The Condominium Authority Tribunal recently granted an order under Rule 4.5 of its Rules of Practice for the first time since its inception. Rule 4.5 states:

If the CAT finds that a Party has filed a vexatious Application or has participated in a CAT Case in a vexatious manner, the CAT can find that Party to be a vexatious litigant and dismiss the proceeding as an abuse of the CAT’s process. The CAT may also require that a Party found to be vexatious to obtain permission from the CAT to file any future Cases or continue to participate in an active Case.

In Yeung v. MTCC 1136, the Tribunal dismissed two Applications and considered whether an order under Rule 4.5 was warranted. In coming to its decision, the Tribunal considered the history of the Applicant’s conduct and noted:

  • The Applicant submitted several cases where it was obvious he could not succeed. This was exemplified by multiple cases where he requested a penalty that the Tribunal had no authority to impose.
  • The Applicant brought Applications that are brought for purposes other than the assertion of legitimate rights. This included recent applications for minor or clerical issues (for which the corporation should be afforded a legitimate amount of tolerance without rendering the records inadequate) and requests for substantial penalties that have no basis of success.
  • The Applications rolled forward grounds and issues from prior cases, either by submitting Applications for the same records with slightly altered grounds or by identifying minor errors in different records.
  • The frequency of new Applications increased in 2020. The Applicant filed a record-setting eight cases since the Tribunal was created: one in 2018, two in 2019, and six cases in 2020.

The Tribunal concluded:

…I find that there has been a pattern of conduct by the Applicant that creates a burden on the Tribunal, and unfairly requires the Respondent to participate in cases with little merit. I conclude that there is sufficient reason to believe that without intervention, this would continue. Therefore, I grant the Respondent’s motion to require the Applicant to obtain permission from the Tribunal before filing any future applications.

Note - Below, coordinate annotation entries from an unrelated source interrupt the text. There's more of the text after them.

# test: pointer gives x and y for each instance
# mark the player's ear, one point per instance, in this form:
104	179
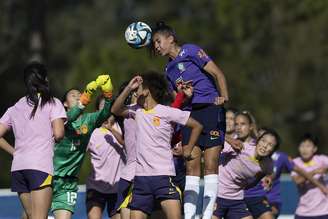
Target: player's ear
315	149
170	38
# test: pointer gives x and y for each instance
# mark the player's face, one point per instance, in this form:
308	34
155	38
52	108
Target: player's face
140	95
266	145
101	104
162	44
230	122
72	98
242	126
307	149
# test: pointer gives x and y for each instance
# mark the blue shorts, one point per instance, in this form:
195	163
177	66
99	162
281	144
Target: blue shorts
227	208
95	198
314	217
180	169
212	117
277	206
258	205
25	181
124	194
147	189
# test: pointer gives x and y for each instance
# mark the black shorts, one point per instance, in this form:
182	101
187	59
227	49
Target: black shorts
212	117
95	198
257	205
25	181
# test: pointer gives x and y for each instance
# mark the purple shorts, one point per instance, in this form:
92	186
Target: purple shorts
25	181
212	118
313	217
147	189
95	198
227	208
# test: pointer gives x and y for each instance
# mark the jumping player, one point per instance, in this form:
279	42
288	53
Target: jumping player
189	62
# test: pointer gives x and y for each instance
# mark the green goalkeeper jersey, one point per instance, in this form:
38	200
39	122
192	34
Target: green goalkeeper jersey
69	152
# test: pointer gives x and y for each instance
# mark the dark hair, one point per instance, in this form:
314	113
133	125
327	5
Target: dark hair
127	101
310	137
158	87
98	101
162	28
118	119
251	120
248	115
37	86
231	109
272	132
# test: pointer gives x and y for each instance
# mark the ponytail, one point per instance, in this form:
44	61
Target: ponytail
37	86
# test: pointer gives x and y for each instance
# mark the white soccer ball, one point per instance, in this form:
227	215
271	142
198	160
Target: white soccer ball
138	34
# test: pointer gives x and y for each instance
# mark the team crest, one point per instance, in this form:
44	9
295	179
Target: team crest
181	67
84	129
156	121
202	54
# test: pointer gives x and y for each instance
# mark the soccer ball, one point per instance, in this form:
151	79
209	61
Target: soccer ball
138	34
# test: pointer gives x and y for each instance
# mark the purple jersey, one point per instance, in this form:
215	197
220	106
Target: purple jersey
281	162
188	65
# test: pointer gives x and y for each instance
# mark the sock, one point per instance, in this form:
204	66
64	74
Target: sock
191	196
210	194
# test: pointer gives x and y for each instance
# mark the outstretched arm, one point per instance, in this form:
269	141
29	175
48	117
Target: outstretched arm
308	176
220	80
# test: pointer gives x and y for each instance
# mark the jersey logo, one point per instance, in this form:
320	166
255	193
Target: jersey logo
201	54
253	159
179	80
84	129
181	67
214	134
310	163
182	53
156	121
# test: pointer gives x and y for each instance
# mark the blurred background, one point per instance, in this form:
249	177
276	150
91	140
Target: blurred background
273	53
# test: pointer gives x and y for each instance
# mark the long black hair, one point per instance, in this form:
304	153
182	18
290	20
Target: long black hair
37	86
162	28
273	133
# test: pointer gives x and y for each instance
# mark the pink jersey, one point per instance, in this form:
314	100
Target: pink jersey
312	201
106	158
235	170
154	133
34	140
129	168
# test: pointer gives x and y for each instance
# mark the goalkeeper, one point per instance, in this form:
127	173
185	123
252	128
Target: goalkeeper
69	153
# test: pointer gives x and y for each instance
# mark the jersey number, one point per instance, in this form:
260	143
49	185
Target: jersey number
71	198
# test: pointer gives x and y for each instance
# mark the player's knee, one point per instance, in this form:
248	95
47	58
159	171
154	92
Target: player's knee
211	166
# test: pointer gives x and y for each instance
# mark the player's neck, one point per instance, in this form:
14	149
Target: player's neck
230	135
149	104
174	51
306	160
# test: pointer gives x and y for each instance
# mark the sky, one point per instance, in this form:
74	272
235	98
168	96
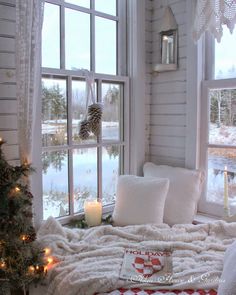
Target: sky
77	37
225	52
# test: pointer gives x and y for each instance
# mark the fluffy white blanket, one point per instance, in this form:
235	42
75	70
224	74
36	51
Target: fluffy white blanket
91	259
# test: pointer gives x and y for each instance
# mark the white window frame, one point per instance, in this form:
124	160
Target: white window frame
200	69
135	113
120	78
207	85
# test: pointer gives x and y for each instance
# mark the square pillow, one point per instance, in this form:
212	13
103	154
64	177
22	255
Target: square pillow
184	191
139	200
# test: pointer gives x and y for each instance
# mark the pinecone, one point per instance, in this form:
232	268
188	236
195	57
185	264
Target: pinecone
95	128
94	117
84	129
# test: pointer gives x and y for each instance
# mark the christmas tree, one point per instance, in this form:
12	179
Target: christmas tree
21	258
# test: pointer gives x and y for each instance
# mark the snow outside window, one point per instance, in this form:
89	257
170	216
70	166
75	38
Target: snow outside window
76	35
218	125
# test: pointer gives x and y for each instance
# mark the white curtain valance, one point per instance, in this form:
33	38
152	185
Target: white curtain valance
29	16
211	15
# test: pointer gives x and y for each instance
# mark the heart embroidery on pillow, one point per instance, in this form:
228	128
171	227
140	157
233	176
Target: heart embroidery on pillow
147	266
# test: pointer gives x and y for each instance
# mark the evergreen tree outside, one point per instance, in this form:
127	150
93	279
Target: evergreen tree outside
21	257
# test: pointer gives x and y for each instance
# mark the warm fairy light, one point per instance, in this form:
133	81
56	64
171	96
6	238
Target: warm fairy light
47	251
17	189
23	237
2	264
31	269
50	260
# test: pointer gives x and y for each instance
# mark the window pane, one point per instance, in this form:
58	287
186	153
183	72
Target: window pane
54	112
79	111
110	172
83	3
85	176
77	39
51	36
55	184
105	6
225	63
105	46
111	98
218	158
222	129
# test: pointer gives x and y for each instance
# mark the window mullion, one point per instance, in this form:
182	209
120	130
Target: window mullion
62	37
99	165
92	37
70	151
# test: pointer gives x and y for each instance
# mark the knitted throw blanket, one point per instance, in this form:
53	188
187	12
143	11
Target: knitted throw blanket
91	259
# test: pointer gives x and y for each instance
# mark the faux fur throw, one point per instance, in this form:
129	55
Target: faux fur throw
91	259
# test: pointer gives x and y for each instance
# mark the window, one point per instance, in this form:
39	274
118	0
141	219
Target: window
82	34
218	113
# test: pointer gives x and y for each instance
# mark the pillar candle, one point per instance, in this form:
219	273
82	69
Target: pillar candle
93	212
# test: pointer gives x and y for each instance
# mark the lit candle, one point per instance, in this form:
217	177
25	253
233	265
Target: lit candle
225	188
164	53
93	212
47	251
31	269
50	260
2	264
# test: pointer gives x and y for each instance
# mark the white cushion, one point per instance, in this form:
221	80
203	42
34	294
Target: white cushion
227	282
184	191
139	200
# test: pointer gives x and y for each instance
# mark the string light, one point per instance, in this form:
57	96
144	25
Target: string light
47	251
2	264
50	260
23	238
31	269
17	189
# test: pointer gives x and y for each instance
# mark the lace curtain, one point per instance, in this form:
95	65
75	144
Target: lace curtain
29	17
212	15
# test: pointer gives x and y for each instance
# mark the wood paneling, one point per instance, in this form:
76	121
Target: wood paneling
168	93
8	101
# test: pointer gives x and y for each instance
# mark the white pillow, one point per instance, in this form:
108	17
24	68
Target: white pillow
139	200
184	191
227	283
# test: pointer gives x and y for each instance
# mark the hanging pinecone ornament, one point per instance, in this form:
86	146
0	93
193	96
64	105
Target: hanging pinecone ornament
84	129
94	117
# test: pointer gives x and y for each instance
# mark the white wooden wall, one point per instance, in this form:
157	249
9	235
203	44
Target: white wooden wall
148	47
165	95
8	102
168	92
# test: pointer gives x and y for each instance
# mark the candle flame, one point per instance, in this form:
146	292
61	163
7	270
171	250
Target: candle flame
23	237
31	269
47	251
50	260
17	189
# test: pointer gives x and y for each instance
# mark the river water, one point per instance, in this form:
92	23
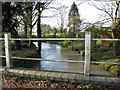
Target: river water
57	52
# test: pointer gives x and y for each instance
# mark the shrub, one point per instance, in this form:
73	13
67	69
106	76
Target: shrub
67	35
66	43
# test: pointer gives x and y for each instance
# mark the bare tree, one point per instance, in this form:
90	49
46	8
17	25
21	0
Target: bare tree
60	16
111	12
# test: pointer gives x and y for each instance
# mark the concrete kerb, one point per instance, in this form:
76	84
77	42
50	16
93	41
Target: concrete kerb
60	76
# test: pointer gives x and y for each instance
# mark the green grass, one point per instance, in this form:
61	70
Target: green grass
115	69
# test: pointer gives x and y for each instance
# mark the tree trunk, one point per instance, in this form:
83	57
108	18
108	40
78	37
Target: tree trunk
15	35
25	29
116	43
39	29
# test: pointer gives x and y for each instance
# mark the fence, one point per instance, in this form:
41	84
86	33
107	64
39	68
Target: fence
87	62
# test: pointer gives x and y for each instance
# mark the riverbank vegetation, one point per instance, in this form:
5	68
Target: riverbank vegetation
9	81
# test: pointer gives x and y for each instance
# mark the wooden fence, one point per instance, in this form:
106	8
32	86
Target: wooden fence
87	62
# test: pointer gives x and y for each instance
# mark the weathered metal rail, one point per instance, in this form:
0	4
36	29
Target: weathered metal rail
56	39
72	61
87	62
63	76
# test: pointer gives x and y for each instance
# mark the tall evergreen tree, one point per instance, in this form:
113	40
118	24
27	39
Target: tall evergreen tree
74	19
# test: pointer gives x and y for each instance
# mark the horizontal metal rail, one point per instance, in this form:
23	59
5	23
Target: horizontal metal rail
1	38
102	39
47	39
94	62
37	59
25	39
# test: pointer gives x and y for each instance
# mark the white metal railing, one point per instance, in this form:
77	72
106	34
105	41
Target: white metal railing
7	38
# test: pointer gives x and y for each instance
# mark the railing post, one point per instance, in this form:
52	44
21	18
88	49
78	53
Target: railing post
87	53
8	50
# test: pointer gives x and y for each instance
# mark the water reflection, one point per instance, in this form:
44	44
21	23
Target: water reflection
56	52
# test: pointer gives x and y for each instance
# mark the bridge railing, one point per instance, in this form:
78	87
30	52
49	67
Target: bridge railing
87	62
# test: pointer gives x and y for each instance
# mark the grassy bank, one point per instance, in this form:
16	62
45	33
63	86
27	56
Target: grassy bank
26	52
9	81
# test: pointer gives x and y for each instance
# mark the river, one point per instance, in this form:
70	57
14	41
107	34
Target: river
57	52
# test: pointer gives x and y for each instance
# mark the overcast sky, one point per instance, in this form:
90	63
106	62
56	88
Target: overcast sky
87	13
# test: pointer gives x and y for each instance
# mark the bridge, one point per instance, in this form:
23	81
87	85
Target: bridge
86	76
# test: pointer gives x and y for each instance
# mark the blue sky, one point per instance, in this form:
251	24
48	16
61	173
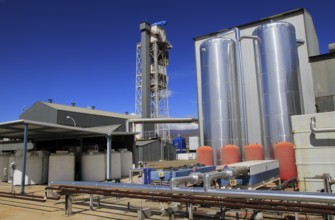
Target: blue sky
84	51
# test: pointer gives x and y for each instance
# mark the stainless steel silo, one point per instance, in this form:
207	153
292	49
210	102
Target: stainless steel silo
279	80
219	94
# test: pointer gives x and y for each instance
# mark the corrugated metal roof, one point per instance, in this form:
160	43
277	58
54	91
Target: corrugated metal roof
6	146
88	111
47	131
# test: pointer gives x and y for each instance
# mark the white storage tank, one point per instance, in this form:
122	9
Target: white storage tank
61	166
126	161
116	165
4	164
314	152
34	168
93	166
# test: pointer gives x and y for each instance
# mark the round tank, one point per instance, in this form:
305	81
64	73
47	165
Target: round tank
126	161
284	153
230	154
253	152
279	81
93	166
205	155
116	164
219	94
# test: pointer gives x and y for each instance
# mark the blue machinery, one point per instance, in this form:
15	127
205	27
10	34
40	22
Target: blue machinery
244	175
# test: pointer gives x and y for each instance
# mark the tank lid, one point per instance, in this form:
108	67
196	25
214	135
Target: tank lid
274	24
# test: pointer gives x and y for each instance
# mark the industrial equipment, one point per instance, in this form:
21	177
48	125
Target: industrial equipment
152	59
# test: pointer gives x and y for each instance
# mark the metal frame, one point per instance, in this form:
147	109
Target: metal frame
158	51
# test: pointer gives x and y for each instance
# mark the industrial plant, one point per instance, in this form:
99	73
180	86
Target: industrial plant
265	145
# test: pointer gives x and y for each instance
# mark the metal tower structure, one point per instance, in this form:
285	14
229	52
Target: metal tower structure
152	59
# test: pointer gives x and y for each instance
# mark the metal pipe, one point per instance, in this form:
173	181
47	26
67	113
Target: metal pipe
24	158
161	120
241	87
109	158
232	193
259	90
193	178
314	129
213	201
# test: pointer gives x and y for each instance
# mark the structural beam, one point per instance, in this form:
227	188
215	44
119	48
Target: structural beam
109	157
24	158
145	28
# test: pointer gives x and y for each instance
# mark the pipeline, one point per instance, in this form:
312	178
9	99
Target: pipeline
23	196
193	178
229	193
212	201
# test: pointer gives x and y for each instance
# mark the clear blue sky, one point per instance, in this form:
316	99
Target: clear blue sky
84	51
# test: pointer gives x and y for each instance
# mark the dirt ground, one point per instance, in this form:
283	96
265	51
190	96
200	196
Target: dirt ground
110	208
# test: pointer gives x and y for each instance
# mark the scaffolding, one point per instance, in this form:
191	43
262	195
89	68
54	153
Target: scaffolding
159	60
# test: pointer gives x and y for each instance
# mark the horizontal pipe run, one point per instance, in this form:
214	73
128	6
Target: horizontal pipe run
193	178
162	120
212	201
314	129
23	196
232	193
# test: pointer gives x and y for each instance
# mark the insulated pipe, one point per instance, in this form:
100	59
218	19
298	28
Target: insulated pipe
241	87
314	129
193	178
232	193
226	174
24	158
259	90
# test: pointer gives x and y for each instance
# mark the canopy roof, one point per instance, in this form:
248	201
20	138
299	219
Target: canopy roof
38	131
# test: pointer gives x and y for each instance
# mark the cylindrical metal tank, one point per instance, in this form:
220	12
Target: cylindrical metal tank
219	94
284	153
279	81
205	155
126	161
253	152
230	154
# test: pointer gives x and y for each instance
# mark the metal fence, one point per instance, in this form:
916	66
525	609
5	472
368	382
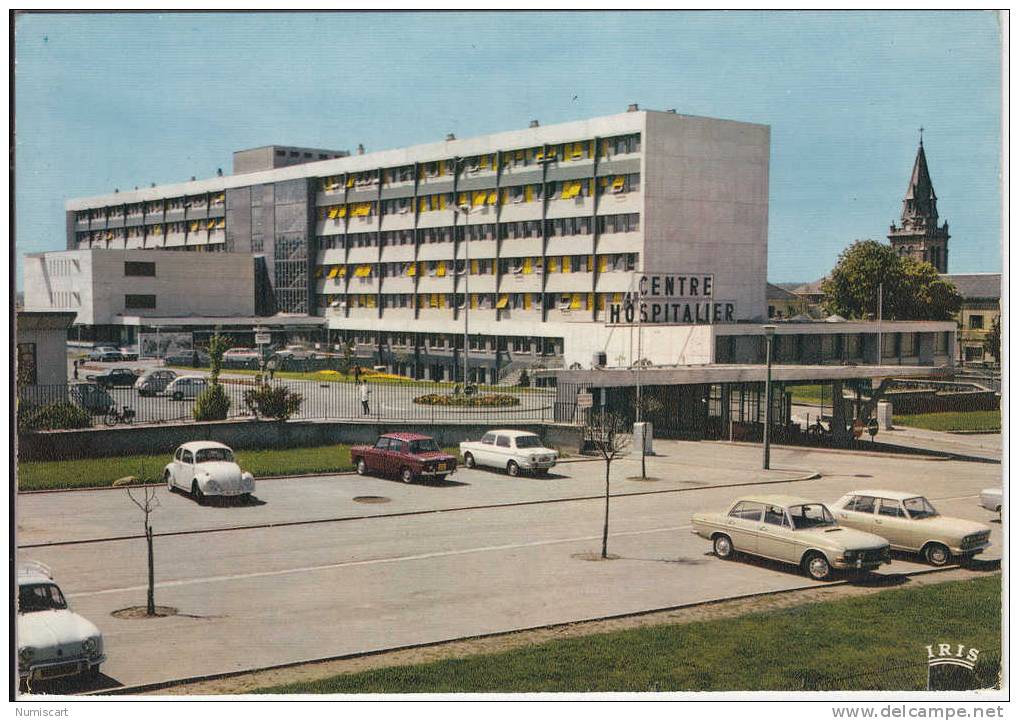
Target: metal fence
321	400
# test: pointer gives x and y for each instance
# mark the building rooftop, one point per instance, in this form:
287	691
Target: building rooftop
976	285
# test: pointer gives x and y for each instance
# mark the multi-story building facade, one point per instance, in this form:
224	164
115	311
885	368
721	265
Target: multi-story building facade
918	234
530	239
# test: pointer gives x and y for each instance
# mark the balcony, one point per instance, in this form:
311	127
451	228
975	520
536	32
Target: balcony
397	254
571	245
363	255
435	252
570	282
621	242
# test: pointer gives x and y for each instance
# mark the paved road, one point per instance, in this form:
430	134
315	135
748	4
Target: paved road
332	400
284	593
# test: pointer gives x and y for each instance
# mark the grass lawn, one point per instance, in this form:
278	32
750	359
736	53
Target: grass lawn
959	421
784	650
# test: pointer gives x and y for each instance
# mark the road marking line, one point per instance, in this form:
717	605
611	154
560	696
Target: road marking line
344	564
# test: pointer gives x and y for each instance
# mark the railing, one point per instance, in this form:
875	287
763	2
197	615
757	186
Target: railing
387	399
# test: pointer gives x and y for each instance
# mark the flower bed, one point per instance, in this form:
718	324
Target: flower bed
486	401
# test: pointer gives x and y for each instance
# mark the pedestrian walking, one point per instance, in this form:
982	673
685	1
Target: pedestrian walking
365	408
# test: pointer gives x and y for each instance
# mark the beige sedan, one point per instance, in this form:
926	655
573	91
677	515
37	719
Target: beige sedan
911	523
792	530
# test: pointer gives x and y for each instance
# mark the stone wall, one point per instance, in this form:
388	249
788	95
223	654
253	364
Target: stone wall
132	440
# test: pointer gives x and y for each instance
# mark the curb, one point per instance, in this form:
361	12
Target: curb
156	685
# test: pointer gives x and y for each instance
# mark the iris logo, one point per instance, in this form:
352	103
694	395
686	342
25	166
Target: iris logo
952	667
953	655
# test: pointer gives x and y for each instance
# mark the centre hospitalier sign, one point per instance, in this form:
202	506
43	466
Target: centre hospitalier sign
672	298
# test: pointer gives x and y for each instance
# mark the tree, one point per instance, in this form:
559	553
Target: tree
213	403
607	434
993	341
146	503
911	290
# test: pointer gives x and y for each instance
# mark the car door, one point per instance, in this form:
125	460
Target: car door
892	523
485	453
742	524
502	451
774	536
858	513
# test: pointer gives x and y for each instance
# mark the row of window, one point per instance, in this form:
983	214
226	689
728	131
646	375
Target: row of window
609	263
454	340
523	157
559	189
201	202
141	231
556	227
478	301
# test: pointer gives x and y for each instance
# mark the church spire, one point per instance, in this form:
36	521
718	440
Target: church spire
919	208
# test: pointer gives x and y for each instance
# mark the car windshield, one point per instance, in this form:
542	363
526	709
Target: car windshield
810	515
423	445
209	454
40	597
919	507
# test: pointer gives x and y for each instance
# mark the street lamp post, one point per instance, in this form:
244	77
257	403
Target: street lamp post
768	337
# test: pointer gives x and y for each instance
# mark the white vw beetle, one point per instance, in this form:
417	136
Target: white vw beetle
207	468
52	641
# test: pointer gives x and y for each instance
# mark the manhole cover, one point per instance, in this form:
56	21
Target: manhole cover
135	612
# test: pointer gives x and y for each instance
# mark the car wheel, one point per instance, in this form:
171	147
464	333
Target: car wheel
817	566
723	547
936	554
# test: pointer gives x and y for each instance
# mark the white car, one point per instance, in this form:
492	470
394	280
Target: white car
207	468
513	450
52	641
990	498
185	387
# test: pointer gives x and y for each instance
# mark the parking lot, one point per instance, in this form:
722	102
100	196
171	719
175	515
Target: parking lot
308	570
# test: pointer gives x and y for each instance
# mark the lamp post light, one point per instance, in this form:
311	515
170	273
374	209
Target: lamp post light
768	337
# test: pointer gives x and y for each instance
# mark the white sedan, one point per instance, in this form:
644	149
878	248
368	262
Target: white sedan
207	468
512	450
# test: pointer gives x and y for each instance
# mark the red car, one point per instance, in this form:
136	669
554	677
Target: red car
408	455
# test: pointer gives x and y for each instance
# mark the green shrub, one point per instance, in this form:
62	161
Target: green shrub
53	417
487	401
212	404
277	402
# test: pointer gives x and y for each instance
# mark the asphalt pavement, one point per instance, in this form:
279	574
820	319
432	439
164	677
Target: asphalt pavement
307	571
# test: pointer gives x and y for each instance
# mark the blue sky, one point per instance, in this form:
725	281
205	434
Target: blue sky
108	101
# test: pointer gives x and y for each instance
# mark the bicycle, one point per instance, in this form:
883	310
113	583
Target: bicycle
115	416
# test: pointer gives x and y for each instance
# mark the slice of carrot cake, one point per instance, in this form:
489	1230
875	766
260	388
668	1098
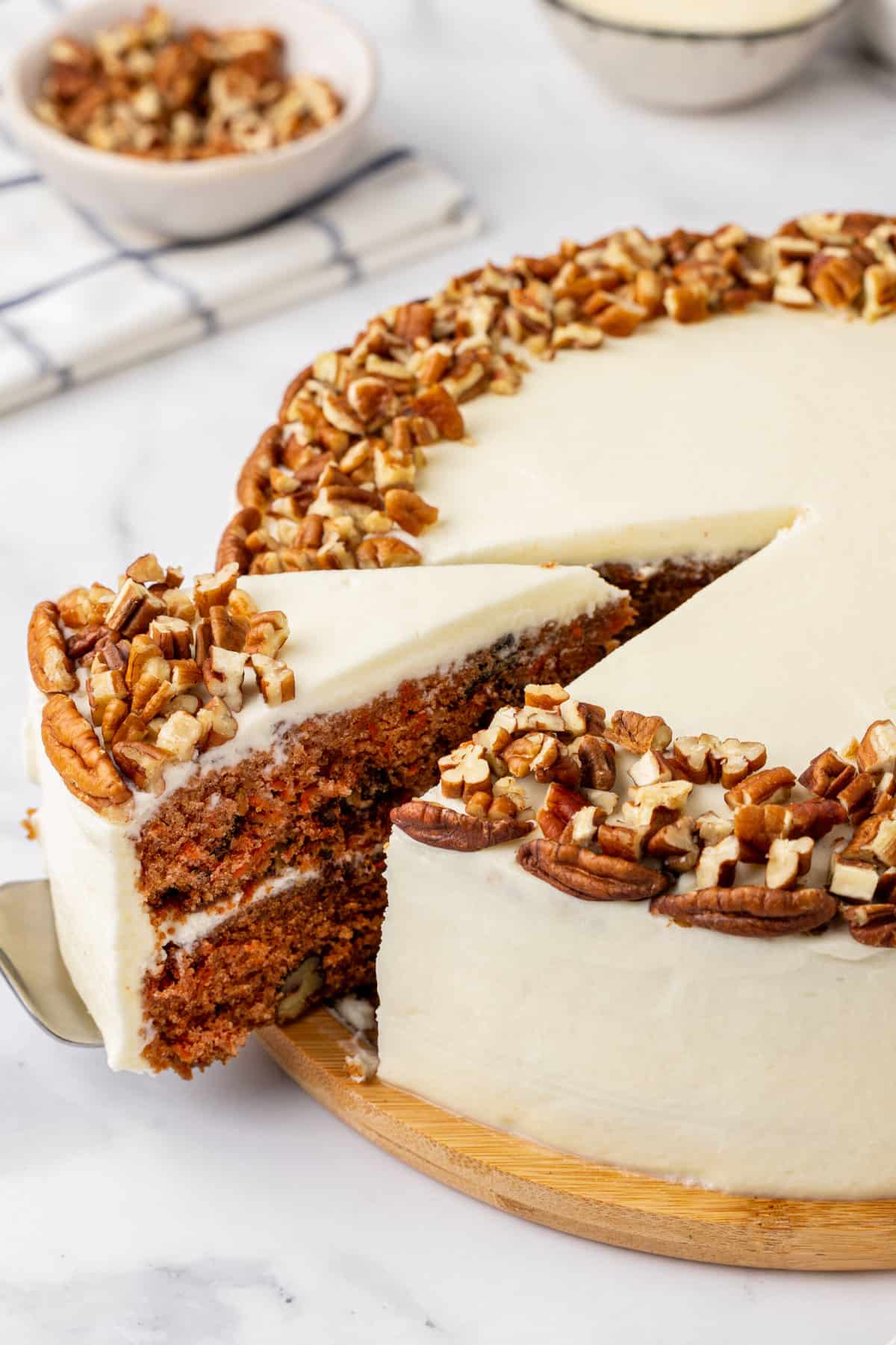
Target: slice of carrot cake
218	765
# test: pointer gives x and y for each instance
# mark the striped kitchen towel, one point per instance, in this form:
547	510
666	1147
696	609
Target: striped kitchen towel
80	297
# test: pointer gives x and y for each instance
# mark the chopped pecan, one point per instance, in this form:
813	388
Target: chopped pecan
756	824
736	760
146	656
560	807
773	786
827	775
73	748
594	877
545	697
583	826
387	553
638	732
226	633
788	861
837	282
511	791
434	824
216	723
144	763
179	736
532	752
712	829
857	797
884	844
464	771
231	547
134	609
224	671
214	589
102	688
693	757
172	636
874	925
580	717
751	911
877	748
622	841
409	510
113	717
276	681
650	768
146	571
855	880
597	762
676	845
52	668
718	863
268	633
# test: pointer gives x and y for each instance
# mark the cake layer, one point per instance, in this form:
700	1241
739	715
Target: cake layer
746	1064
389	668
312	939
329	783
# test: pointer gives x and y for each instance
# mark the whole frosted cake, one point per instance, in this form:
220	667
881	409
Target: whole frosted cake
657	934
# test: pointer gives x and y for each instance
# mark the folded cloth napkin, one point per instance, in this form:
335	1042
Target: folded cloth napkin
80	297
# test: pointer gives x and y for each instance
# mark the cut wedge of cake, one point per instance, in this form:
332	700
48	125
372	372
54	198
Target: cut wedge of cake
218	764
704	1000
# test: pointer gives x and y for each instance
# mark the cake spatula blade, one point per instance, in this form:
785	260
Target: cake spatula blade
33	966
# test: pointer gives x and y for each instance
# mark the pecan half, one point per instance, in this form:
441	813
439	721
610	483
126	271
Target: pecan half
875	925
73	748
750	912
52	668
594	877
435	824
231	547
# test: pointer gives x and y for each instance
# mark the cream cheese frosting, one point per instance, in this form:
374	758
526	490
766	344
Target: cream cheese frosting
743	1064
352	636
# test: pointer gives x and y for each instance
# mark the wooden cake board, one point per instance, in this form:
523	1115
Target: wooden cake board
603	1204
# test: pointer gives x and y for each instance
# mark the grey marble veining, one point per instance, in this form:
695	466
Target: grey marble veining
233	1209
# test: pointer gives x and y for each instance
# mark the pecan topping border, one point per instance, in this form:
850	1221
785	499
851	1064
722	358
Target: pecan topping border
751	912
594	877
435	824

The Condominium Act, 1998 is intended to be consumer-protection legislation and as a creature of that statute, the Tribunal was created for owners to resolve specific disputes in a cost-effective and accessible manner. Evidently, the Tribunal did not come to this decision lightly: it recognized that the order would “limit the Applicant’s right to access the Tribunal” and “remove the opportunity to resolve disputes informally in the Tribunal’s negotiation stage”. However, access to the Tribunal is not an absolute right. A fine balance must be struck between allowing owners to redress legitimate concerns and preventing Applicants from misusing the Tribunal’s process at the expense of other owners.